Perhaps the most interesting part of Google’s project is the intensive work that was done to prepare the training and test dataset. Deep learning engineers are often faced with the challenge of their models picking up the wrong biases hidden in their training data. For example, in one case, a deep learning system for skin cancer detection had mistakenly learned to detect the presence of ruler marks on skin. In other cases, models can become sensitive to irrelevant factors, such as the brand of equipment used to capture the images. And more importantly, it is important that a trained model can maintain its accuracy across different populations.

To make sure problematic biases didn’t creep into the model, the researchers used six independent datasets for training and test.

The deep learning model was trained on more than 250,000 x-ray scans originating from five hospitals in India. The examples were labeled as “normal” or “abnormal” based on information extracted from the outcome report.

The model was then evaluated with new chest x-rays obtained from hospitals in India, China, and the U.S. to make sure it generalized to different regions.

The test data also contained x-ray scans for two diseases that were not included in the training dataset, TB and Covid-19, to check how the model would perform on unseen diseases.

The accuracy of the labels in the dataset were independently reviewed and confirmed by three radiologists.

The researchers have made the labels publicly available to help future research on deep learning models for radiology. “To facilitate the continued development of AI models for chest radiography, we are releasing our abnormal versus normal labels from 3 radiologists (2430 labels on 810 images) for the publicly-available CXR-14 test set.
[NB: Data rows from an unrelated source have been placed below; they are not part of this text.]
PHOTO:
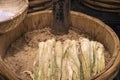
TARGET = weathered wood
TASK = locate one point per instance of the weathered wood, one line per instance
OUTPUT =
(38, 5)
(61, 16)
(81, 22)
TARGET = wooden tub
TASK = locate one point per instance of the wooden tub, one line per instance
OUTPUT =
(89, 25)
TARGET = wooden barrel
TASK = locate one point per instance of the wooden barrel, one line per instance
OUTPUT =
(82, 22)
(38, 5)
(103, 5)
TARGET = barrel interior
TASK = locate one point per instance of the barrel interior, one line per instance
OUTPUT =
(88, 25)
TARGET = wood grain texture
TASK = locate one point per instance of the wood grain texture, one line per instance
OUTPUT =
(103, 5)
(18, 8)
(79, 21)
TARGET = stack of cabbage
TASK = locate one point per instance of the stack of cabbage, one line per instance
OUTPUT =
(69, 60)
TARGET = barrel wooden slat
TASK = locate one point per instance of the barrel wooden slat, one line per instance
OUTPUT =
(38, 5)
(39, 2)
(79, 21)
(103, 5)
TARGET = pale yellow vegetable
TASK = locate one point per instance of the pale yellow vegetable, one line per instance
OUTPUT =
(73, 58)
(65, 74)
(58, 59)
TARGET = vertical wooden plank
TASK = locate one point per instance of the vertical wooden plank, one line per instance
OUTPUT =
(61, 16)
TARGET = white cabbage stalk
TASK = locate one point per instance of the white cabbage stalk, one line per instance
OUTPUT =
(65, 74)
(100, 57)
(92, 58)
(41, 48)
(85, 56)
(47, 59)
(73, 58)
(58, 59)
We believe this will be useful for future work because label quality is of paramount importance for any AI study in healthcare,” the researchers write.

Augmenting radiologist with deep learning

deep learning augments radiologists — When deep learning models and radiologists work together, the result is increased speed and productivity.

Radiology has had a rocky history with deep learning.

In 2016, deep learning pioneer Geoffrey Hinton said, “I think if you work as a radiologist, you’re like the coyote that’s already over the edge of the cliff but hasn’t yet looked down, so it doesn’t yet realize there’s no ground underneath him. People should stop training radiologists now. It’s just completely obvious that within five years, deep learning is going to do better than radiologists because it’s going to get a lot more experience—it might be ten years, but we’ve got plenty of radiologists already.”